Review: New Riff Single Barrel Bourbon
New Riff Distilling hasn’t wasted any time adding a single barrel offering to their core lineup. Most of these will enter the market as private barrel selections, so expect to see plenty of liquor store and bourbon club picks popping up in the near future. Here’s more from New Riff:
At New Riff, single barrel expressions are a way of life. As former Kentucky liquor retailers, we are intimately familiar with some of Kentucky’s most famed private barrel Bourbon selections ever, and we bring that experience to New Riff. A New Riff Private Barrel selection, whether for trade or private clients, offers an unparalleled experience, replete with tasting notes and an immersive process in our warehouse. Each New Riff single barrel has been tasted and approved by our production panel. Our retail and on-premise partners then select each of their private barrels themselves. In the end, you can taste a New Riff Single Barrel knowing it was fully vetted and thoroughly tasted and approved.

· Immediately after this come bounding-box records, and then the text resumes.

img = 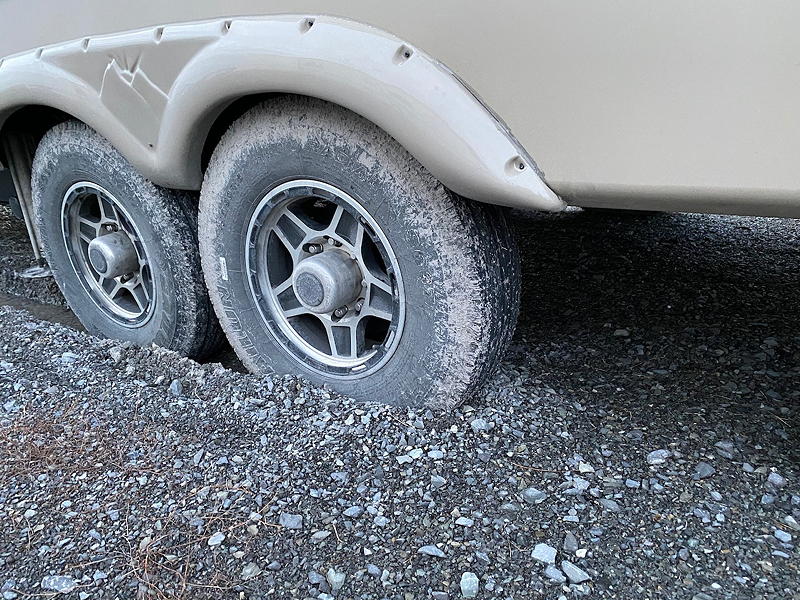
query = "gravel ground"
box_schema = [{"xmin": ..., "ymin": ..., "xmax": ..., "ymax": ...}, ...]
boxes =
[
  {"xmin": 0, "ymin": 205, "xmax": 800, "ymax": 600},
  {"xmin": 0, "ymin": 206, "xmax": 65, "ymax": 306}
]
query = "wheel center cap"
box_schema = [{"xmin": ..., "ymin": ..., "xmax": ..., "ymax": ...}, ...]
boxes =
[
  {"xmin": 292, "ymin": 250, "xmax": 362, "ymax": 314},
  {"xmin": 88, "ymin": 231, "xmax": 139, "ymax": 278},
  {"xmin": 294, "ymin": 272, "xmax": 325, "ymax": 306}
]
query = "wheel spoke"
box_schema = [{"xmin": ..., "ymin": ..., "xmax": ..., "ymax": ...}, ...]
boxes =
[
  {"xmin": 128, "ymin": 283, "xmax": 149, "ymax": 312},
  {"xmin": 283, "ymin": 305, "xmax": 308, "ymax": 319},
  {"xmin": 78, "ymin": 217, "xmax": 100, "ymax": 234},
  {"xmin": 361, "ymin": 305, "xmax": 392, "ymax": 321},
  {"xmin": 272, "ymin": 275, "xmax": 292, "ymax": 296},
  {"xmin": 350, "ymin": 323, "xmax": 358, "ymax": 358},
  {"xmin": 353, "ymin": 221, "xmax": 364, "ymax": 256},
  {"xmin": 283, "ymin": 210, "xmax": 319, "ymax": 239},
  {"xmin": 364, "ymin": 272, "xmax": 393, "ymax": 296},
  {"xmin": 325, "ymin": 204, "xmax": 344, "ymax": 235},
  {"xmin": 108, "ymin": 281, "xmax": 125, "ymax": 300}
]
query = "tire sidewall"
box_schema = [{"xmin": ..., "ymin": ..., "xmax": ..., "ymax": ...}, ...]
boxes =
[
  {"xmin": 34, "ymin": 129, "xmax": 181, "ymax": 347},
  {"xmin": 206, "ymin": 136, "xmax": 450, "ymax": 404}
]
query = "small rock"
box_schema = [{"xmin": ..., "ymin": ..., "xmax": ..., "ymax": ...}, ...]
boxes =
[
  {"xmin": 278, "ymin": 513, "xmax": 303, "ymax": 529},
  {"xmin": 469, "ymin": 418, "xmax": 489, "ymax": 433},
  {"xmin": 325, "ymin": 567, "xmax": 345, "ymax": 592},
  {"xmin": 461, "ymin": 571, "xmax": 480, "ymax": 598},
  {"xmin": 767, "ymin": 473, "xmax": 786, "ymax": 490},
  {"xmin": 561, "ymin": 560, "xmax": 591, "ymax": 583},
  {"xmin": 431, "ymin": 475, "xmax": 447, "ymax": 490},
  {"xmin": 417, "ymin": 544, "xmax": 446, "ymax": 558},
  {"xmin": 783, "ymin": 515, "xmax": 800, "ymax": 531},
  {"xmin": 773, "ymin": 529, "xmax": 792, "ymax": 544},
  {"xmin": 598, "ymin": 498, "xmax": 622, "ymax": 512},
  {"xmin": 531, "ymin": 544, "xmax": 556, "ymax": 565},
  {"xmin": 647, "ymin": 448, "xmax": 672, "ymax": 465},
  {"xmin": 242, "ymin": 563, "xmax": 261, "ymax": 579},
  {"xmin": 40, "ymin": 575, "xmax": 78, "ymax": 594},
  {"xmin": 169, "ymin": 379, "xmax": 183, "ymax": 396},
  {"xmin": 522, "ymin": 488, "xmax": 547, "ymax": 504},
  {"xmin": 692, "ymin": 461, "xmax": 717, "ymax": 481},
  {"xmin": 561, "ymin": 531, "xmax": 579, "ymax": 552},
  {"xmin": 544, "ymin": 565, "xmax": 567, "ymax": 583}
]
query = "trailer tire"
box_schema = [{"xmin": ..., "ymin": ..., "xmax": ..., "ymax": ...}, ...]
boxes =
[
  {"xmin": 32, "ymin": 121, "xmax": 224, "ymax": 358},
  {"xmin": 199, "ymin": 96, "xmax": 520, "ymax": 409}
]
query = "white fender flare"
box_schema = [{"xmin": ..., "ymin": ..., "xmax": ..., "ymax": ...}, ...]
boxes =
[{"xmin": 0, "ymin": 15, "xmax": 564, "ymax": 210}]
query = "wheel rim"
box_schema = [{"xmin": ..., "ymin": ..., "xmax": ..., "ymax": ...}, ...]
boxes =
[
  {"xmin": 61, "ymin": 181, "xmax": 155, "ymax": 327},
  {"xmin": 245, "ymin": 179, "xmax": 405, "ymax": 378}
]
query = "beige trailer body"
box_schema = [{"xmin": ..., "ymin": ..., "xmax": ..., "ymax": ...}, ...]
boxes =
[{"xmin": 0, "ymin": 0, "xmax": 800, "ymax": 216}]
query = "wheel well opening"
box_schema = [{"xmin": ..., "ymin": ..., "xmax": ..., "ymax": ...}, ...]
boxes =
[
  {"xmin": 0, "ymin": 105, "xmax": 74, "ymax": 165},
  {"xmin": 200, "ymin": 93, "xmax": 284, "ymax": 173}
]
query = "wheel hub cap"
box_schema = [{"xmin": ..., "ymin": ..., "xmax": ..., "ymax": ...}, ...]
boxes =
[
  {"xmin": 293, "ymin": 250, "xmax": 362, "ymax": 314},
  {"xmin": 89, "ymin": 231, "xmax": 139, "ymax": 277},
  {"xmin": 245, "ymin": 179, "xmax": 406, "ymax": 378},
  {"xmin": 61, "ymin": 181, "xmax": 156, "ymax": 328}
]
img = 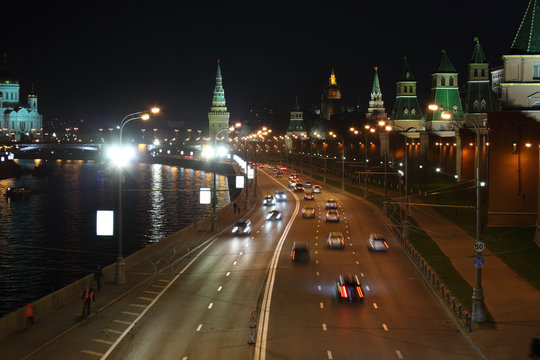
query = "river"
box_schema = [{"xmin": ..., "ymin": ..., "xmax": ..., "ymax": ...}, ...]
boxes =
[{"xmin": 0, "ymin": 160, "xmax": 230, "ymax": 316}]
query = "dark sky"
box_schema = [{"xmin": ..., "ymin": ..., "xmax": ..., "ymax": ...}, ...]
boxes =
[{"xmin": 0, "ymin": 0, "xmax": 528, "ymax": 132}]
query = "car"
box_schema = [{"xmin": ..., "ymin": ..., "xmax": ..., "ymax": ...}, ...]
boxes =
[
  {"xmin": 324, "ymin": 199, "xmax": 337, "ymax": 209},
  {"xmin": 302, "ymin": 207, "xmax": 315, "ymax": 218},
  {"xmin": 326, "ymin": 210, "xmax": 339, "ymax": 222},
  {"xmin": 274, "ymin": 191, "xmax": 287, "ymax": 201},
  {"xmin": 263, "ymin": 195, "xmax": 276, "ymax": 206},
  {"xmin": 326, "ymin": 231, "xmax": 345, "ymax": 249},
  {"xmin": 232, "ymin": 219, "xmax": 251, "ymax": 235},
  {"xmin": 266, "ymin": 209, "xmax": 281, "ymax": 221},
  {"xmin": 336, "ymin": 274, "xmax": 364, "ymax": 302},
  {"xmin": 368, "ymin": 234, "xmax": 388, "ymax": 251},
  {"xmin": 291, "ymin": 241, "xmax": 309, "ymax": 264}
]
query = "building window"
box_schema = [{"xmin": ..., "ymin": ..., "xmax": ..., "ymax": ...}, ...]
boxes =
[{"xmin": 533, "ymin": 65, "xmax": 540, "ymax": 80}]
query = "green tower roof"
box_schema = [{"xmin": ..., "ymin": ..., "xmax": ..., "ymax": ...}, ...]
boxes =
[
  {"xmin": 471, "ymin": 36, "xmax": 486, "ymax": 64},
  {"xmin": 437, "ymin": 49, "xmax": 456, "ymax": 73},
  {"xmin": 400, "ymin": 56, "xmax": 415, "ymax": 81},
  {"xmin": 510, "ymin": 0, "xmax": 540, "ymax": 54},
  {"xmin": 371, "ymin": 66, "xmax": 381, "ymax": 94}
]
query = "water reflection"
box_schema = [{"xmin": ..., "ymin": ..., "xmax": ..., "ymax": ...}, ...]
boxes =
[{"xmin": 0, "ymin": 160, "xmax": 229, "ymax": 316}]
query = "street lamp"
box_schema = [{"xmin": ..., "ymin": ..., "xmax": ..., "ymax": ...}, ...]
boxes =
[
  {"xmin": 114, "ymin": 107, "xmax": 160, "ymax": 284},
  {"xmin": 325, "ymin": 131, "xmax": 345, "ymax": 191},
  {"xmin": 428, "ymin": 104, "xmax": 486, "ymax": 322}
]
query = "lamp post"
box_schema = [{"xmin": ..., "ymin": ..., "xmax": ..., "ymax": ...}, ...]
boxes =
[
  {"xmin": 428, "ymin": 104, "xmax": 486, "ymax": 322},
  {"xmin": 325, "ymin": 131, "xmax": 345, "ymax": 191},
  {"xmin": 114, "ymin": 107, "xmax": 160, "ymax": 284}
]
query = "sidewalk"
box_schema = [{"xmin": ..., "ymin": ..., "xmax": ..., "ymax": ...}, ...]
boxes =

We recently sampled Barrel No. 14-293 which clocked in at 110.7 proof. It yielded only 148 bottles, which is a little low for a younger bourbon, so I assume there was a good deal of evaporation with this barrel, meaning that it probably sat higher in the rickhouse. Or there could have been a leak. But enough speculation. On to the tasting.
The nose on this one is really unique. Where I had detected a slightly cereal youth on the standard bourbon, here it’s mostly oak, with lots of sandalwood notes, not your typical lumberyard. It’s sweet too with notes of buttercream frosting and a slightly sharp dried citrus note balanced against an earthy funk. It drinks hotter than 110 proof and comes across initially as somewhat light on the palate. As with the standard offering, there’s a healthy amount of rye spice with notes of ginger, clove, and cinnamon candies, all impeccably balanced. Traces of dried dark fruits aren’t as pronounced as the regular bourbon, instead showing bright citrus jam, flamed orange peel, and raw honey that lingers into the considerable finish.
Single barrels will, of course, vary from barrel to barrel. My only real complaint with this one was that it lacked a little body for cask strength, but that may be asking too much of an already very good four-year-old whiskey. It’s an impressive young bourbon, and I tasted even better examples on a recent trip to the distillery. Well done, New Riff.